CHAPTER LXV.
APPOINTED CAPTAIN OF LUTZELSTEIN.
I bit my lips, and strove to conceal from René the real emotions that stirred my soul; but had not a sudden giddiness and dimness of sight, consequent to his wound and loss of blood, assailed him at that moment, he must have detected it. I gave him my arm, and, propped on the other side by his long rapier, he walked beside me in search of a surgeon. Chancing to meet the physician of the Marquis de Toneins, I had his wound skilfully dressed, and he was soon pronounced, out of all danger. It was the barbarous custom of those wars, to exact ransoms from prisoners; so, on finding himself well enough to walk about next day, René, who lived with me at the quarters of the Guard, said,
'I cannot pay you a ransom, M. Blane, for I possess nothing in this world but my sword and the cross of my order.'
'You are my special prisoner, dear René,' said I; 'but never had the thought of ransom from you entered my mind. I shall obtain your release from Lavalette, with passports wherewith to cross the Rhine. You have been the faithful friend of Marie Louise—'
'All, yes—ever since the happy days at Nanci, where, as a boy and girl, we fed the golden fish in the fountains and played and shot together with the arbalest à jallet in the palace gardens.'
'Well; continue to be her friend: for in such times as these with a child for her husband, she will have much need of an ally so faithful as you.'
René grew pale and cast down his eyes, while my own breast heaved responsive to the sigh that escaped him; for the love of René, like my own, seemed one of the many misplaced affections that, in spite of reason, will ever exist in the world. We parted; but as we knew not where Marie Louise was residing—whether secluded in her father's conquered dukedom, or on the German side of the Rhine—he crossed the latter, and joined the army of Count Gallas, under whose command, he, poor fellow! perished soon after at the siege of St. Jean de Losne.

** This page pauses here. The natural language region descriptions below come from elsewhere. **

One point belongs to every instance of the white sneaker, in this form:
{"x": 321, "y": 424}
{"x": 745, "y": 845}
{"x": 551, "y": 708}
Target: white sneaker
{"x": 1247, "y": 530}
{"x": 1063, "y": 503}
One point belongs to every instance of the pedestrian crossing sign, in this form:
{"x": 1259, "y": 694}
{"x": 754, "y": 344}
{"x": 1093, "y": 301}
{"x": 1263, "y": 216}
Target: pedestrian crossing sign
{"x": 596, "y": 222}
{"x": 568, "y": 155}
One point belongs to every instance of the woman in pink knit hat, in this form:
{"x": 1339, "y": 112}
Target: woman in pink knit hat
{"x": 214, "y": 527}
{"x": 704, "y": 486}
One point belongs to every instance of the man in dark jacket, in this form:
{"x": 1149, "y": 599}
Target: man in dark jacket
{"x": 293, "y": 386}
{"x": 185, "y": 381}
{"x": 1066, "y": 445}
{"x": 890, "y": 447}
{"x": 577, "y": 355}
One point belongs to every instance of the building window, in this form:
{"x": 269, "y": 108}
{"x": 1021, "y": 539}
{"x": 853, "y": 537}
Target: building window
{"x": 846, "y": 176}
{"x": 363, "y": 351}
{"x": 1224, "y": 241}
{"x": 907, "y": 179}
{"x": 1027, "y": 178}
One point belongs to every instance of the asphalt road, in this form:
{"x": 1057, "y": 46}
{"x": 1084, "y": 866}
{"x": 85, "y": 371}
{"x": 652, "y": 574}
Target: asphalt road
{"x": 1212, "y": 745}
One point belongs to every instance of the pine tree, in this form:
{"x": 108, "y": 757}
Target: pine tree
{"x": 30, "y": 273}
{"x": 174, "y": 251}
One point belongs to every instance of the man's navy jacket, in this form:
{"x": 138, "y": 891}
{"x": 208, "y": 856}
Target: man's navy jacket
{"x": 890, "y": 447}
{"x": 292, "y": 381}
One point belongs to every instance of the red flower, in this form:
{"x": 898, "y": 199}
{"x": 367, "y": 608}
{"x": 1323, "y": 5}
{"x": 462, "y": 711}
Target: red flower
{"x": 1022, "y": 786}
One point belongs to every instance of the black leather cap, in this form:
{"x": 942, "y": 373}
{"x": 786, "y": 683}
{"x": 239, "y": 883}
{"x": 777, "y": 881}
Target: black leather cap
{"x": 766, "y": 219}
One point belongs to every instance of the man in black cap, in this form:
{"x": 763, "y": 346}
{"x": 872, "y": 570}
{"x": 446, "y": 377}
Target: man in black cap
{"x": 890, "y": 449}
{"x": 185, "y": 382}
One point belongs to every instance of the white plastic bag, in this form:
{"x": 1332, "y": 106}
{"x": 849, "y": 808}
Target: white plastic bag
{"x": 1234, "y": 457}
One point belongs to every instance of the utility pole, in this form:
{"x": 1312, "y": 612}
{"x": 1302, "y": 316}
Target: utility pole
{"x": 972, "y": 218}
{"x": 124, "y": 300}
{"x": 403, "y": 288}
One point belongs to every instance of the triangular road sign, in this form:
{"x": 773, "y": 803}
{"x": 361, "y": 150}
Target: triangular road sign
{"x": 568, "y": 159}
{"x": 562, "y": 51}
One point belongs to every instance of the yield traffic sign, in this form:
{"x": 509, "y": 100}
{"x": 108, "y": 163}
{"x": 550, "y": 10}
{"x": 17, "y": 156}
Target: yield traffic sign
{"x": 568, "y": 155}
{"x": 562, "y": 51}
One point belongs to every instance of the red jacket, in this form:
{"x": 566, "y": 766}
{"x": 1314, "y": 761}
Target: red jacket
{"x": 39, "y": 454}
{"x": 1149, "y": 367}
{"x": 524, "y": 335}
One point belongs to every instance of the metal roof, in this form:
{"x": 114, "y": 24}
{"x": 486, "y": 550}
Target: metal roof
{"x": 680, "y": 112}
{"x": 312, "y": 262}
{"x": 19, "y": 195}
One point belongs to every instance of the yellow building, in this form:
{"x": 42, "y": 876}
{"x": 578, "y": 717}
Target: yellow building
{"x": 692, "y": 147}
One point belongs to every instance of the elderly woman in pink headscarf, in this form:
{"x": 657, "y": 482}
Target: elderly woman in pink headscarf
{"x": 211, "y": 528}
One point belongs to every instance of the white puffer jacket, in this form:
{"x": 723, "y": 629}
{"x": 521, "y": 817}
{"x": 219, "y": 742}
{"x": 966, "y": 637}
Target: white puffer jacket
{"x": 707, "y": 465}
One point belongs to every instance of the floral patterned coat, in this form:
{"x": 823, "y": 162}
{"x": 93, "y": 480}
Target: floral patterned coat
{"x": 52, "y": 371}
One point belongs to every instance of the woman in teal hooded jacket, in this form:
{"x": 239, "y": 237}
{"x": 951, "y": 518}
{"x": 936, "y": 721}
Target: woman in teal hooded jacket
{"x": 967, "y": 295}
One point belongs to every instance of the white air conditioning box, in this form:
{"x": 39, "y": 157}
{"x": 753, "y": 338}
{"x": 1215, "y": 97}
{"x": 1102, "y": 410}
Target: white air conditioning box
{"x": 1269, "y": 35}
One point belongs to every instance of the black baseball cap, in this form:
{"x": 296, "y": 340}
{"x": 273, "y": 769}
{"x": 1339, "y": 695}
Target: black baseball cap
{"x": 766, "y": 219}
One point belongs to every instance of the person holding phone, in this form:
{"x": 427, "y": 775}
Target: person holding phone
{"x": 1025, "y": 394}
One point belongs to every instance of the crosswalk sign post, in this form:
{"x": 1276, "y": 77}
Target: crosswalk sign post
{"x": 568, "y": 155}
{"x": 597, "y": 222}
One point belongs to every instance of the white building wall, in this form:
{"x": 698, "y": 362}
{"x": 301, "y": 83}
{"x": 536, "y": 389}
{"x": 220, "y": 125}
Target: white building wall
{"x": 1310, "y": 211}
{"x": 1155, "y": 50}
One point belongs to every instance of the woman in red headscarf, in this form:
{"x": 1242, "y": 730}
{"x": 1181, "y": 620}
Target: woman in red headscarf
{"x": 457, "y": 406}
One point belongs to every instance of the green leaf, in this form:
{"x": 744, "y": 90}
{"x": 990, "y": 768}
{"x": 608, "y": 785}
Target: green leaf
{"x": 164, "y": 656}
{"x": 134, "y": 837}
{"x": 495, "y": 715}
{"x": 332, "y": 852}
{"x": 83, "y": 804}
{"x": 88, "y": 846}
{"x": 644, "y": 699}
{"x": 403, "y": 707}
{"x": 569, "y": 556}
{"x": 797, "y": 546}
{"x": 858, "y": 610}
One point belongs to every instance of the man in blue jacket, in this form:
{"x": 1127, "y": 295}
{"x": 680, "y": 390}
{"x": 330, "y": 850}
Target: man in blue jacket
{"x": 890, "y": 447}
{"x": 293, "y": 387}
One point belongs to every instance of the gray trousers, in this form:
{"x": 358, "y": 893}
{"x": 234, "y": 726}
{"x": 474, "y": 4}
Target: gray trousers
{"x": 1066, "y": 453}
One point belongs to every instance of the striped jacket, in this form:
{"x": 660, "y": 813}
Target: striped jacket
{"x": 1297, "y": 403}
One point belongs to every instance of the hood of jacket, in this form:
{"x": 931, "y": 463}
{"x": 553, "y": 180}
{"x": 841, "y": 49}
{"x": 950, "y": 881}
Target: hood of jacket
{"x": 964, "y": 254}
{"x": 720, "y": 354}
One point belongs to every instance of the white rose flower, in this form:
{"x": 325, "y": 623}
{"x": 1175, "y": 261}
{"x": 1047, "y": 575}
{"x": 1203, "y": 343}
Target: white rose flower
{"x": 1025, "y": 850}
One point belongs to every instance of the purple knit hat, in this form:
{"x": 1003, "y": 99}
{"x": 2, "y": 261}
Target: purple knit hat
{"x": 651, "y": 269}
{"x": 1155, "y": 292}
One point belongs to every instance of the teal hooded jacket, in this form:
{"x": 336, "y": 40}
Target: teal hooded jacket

Poor René! in his heart were united the tenderness of a woman with the faith of a dog and the valour of a lion.
I was sad for many days after parting with René, for our mutual love for Marie Louise, which neither avowed but both suspected, formed a tie and community of spirit between us. Yet the tidings he had given me were not calculated to rouse my spirit or make me happy. She was indeed lost to me for ever; and now I had nothing to look forward to but steadily dedicating myself to the desperate profession of a soldier of fortune. At times a burst of anger and anxiety seized me—anger at the facility which made her yield to a union so absurd, and anxiety lest this mere child D'Alsace might grow up a very Pappenheim in temper and morality; one who might lead a wife, ten years his senior, a life of anything but happiness and peace. Amid such speculations as these, Patrick Gordon, the Marechal de Logis, found me one evening, and summoned me to the presence of the Marquis de Gordon, who occupied the house of the Bailiff of Schlettstadt, a comfortable mansion, which he shared with Dundrennan and some others of the Guard.